Cole: It seems pure, definitely. But one of the downsides is that you’re seeing so many movies that it’s difficult or impossible to sit and ruminate on what you’ve just seen.
Landon: That’s the downside
Cole: You’re forced to digest every morsel, no matter how heavy, like so much peach cobbler from that great barbecue place down the street.
And if you’re reviewing, you have to bowel out that review fairly quickly before the avalanche of screenings.
But I think all of the negatives are wiped away clean by the sheer joy of discovering something brilliant.
Landon: What’s wonderful about it is that it’s a way of seeing movies that seems impossible today, where in most other contexts we know everything about a movie, including whether or not it’s supposed to be great, months before setting our eyes on it.
Cole: Yes! Absolutely! Maybe we get a synopsis, maybe just an image, maybe nothing at all. You’re right that it’s the only gateway to see movies blind out there today.
Landon: And it seems to be a location where the dialogue surrounding movies are created. “Chaos Reigns,” for example.
Cole: It’s that feeling of being in the middle of it all – like Jay Baruchel’s Sharpie-wielding character in Almost Famous, 0nly it’s the films themselves that are rock stars.
Landon: A few friends of mine recently watched Dogtooth, which I had recommended to them after seeing it at SXSW last year, and they had a completely different experience of the film since they had heard about it for months before from people like me, and I loved it so much in part because I had no idea what was awaiting me going in.
This was a unique case in which the context in which we each saw the movie changed our experience of it completely.
Cole: Brain-scrambling movies are the best to see that way.
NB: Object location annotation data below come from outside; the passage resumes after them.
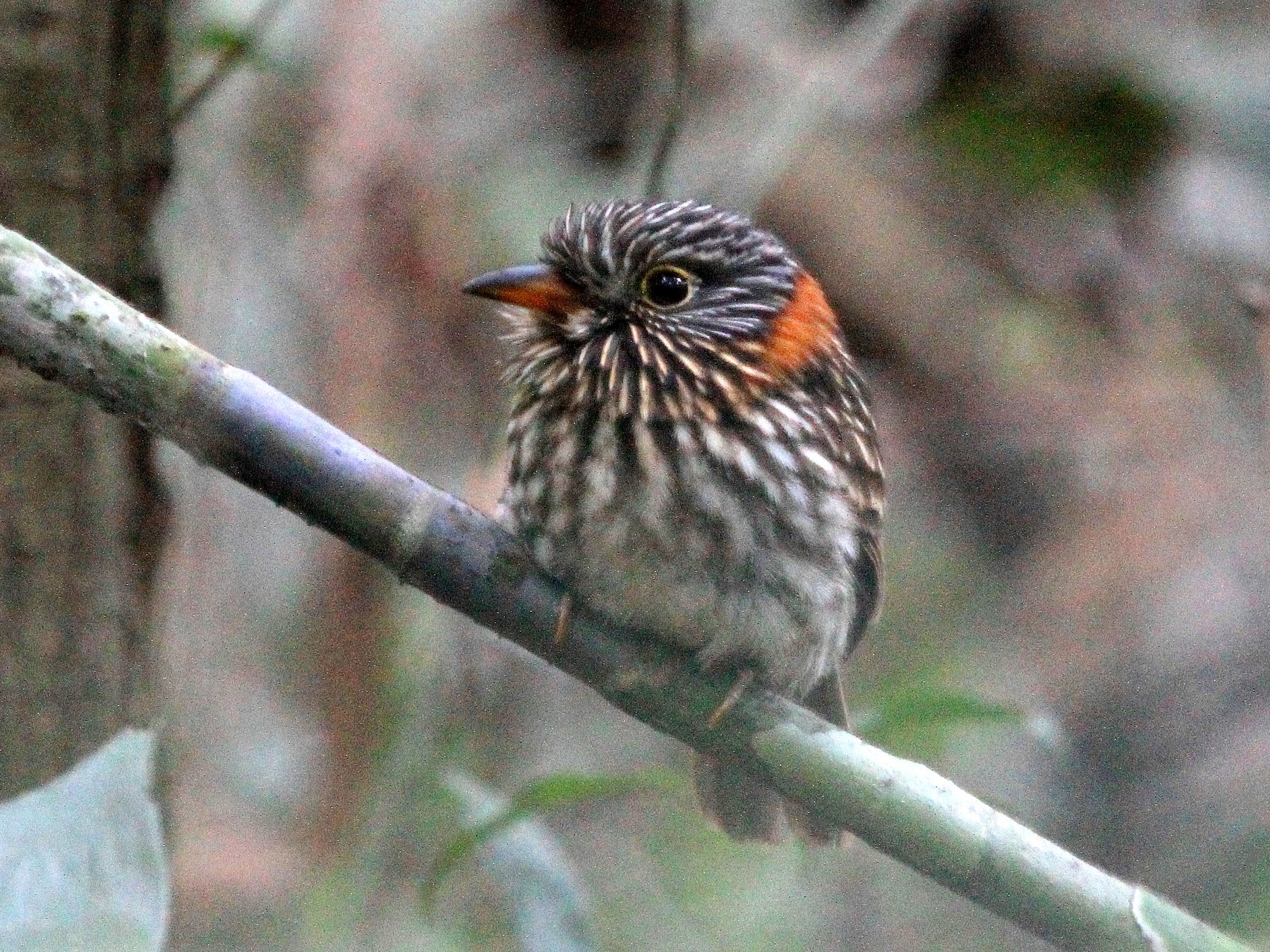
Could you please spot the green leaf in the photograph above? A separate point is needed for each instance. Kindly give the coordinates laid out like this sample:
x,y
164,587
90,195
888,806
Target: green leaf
x,y
231,42
552,793
917,723
82,858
I had a similar reaction to Alex De La Iglesia’s The Last Circus, and I fear my friends seeing it after hearing so many things about it.
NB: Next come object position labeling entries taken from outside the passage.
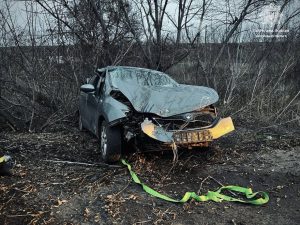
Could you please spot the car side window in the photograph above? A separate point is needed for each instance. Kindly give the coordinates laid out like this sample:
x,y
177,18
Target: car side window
x,y
94,80
100,85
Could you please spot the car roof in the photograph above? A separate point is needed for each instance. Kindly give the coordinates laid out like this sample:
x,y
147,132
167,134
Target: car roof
x,y
122,67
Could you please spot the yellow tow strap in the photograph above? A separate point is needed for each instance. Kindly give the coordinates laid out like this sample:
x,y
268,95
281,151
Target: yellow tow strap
x,y
216,196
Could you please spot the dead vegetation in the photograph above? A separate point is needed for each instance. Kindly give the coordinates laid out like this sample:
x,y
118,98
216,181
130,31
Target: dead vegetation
x,y
60,179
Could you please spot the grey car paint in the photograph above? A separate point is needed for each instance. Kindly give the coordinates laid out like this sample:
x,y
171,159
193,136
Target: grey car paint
x,y
164,100
161,96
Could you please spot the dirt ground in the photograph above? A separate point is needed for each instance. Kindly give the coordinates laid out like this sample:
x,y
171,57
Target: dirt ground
x,y
46,190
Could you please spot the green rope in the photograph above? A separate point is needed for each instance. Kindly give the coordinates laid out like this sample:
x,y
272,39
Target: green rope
x,y
215,196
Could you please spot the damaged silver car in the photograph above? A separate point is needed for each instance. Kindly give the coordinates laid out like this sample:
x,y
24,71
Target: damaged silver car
x,y
120,104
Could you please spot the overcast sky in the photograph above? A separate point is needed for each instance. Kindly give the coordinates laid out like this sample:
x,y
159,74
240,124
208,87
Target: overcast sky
x,y
20,17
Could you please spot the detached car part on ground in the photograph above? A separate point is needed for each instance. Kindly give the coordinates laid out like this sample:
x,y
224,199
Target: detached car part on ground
x,y
121,104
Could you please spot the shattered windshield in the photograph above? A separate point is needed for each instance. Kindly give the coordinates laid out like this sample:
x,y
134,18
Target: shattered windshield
x,y
141,77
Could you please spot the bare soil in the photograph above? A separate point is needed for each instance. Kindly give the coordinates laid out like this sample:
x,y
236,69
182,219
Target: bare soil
x,y
43,190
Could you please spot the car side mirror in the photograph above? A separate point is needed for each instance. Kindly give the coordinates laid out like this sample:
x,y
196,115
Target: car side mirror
x,y
87,88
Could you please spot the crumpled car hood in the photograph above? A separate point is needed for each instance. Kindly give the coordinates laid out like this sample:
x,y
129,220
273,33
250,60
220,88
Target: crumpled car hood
x,y
167,100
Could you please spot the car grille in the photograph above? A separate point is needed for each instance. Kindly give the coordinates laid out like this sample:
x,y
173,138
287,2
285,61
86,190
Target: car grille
x,y
180,122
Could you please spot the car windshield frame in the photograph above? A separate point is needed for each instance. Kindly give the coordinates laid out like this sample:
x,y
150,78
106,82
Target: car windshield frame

Plus, any movie at a festival is going to have the blessing/curse of immediate excitement. Whenever I’m at a festival, I’m like every other attendee – raring to go, ready to watch a ton of movies, prepared to be blown away.
Landon: And it’s an odd position that we’re put in after seeing it, in which we establish the dialogue surrounding it. Take the many reactions to Jodie Foster’s The Beaver Wednesday night, for example.
We have a role in word-of-mouth promotion when there are films that come from fests that we champion, but not a role in reception or advertising.
Cole: And that’s assuming that nothing crazy happens. Take Red State at Sundance for example.
The clamoring noise coming out of the festival had little to do with the movie and more to do with Kevin Smith’s spectacle. Situations like that seem ideal for movies coming out of the festival because 1) it creates buzz 2) that buzz has nothing to do with the quality or expecations-building of the movie itself
Landon: And sensational events that do have something to do with the movie play a part in unofficial promotion as well, like people walking out of Antichrist in Cannes, or fainting during 127 Hours at Toronto. And that, in turn, changes how people view the film as later festival goers or commercial filmgoers then see that film as one that can induce walking out or fainting.
And movies never seem to have as strong an effect either way as they did in their first festival run
Cole: I don’t know. I fainted while watching sex, lies and videotape in my apartment once.
Landon: Peter Gallagher’s eyebrows are that intimidating no matter how many times you see them.
Cole: Truth. It seems like the good old days used to see that sort of excitement at drive-ins or at midnight premieres. Now, it seems like all of that movie energy is solely bottled up at festivals. Which is sad, but not all that sad.
Landon: Good point. It’s almost paradoxical. Film festivals exist in part to saturate media surrounding a film, but they’re also a rare place almost free from media saturation surrounding films.
Should I say “almost” again?
Cole: Please do.
Are you sad that we didn’t save Hollywood or note a massive paradigm shift this week?
Cole: I think if we had, I would have gotten to mention barbecue more.
Landon: More BBQ on the west coast would undoubtedly solve the story crisis.
Cole: And there it is! Hollywood saved!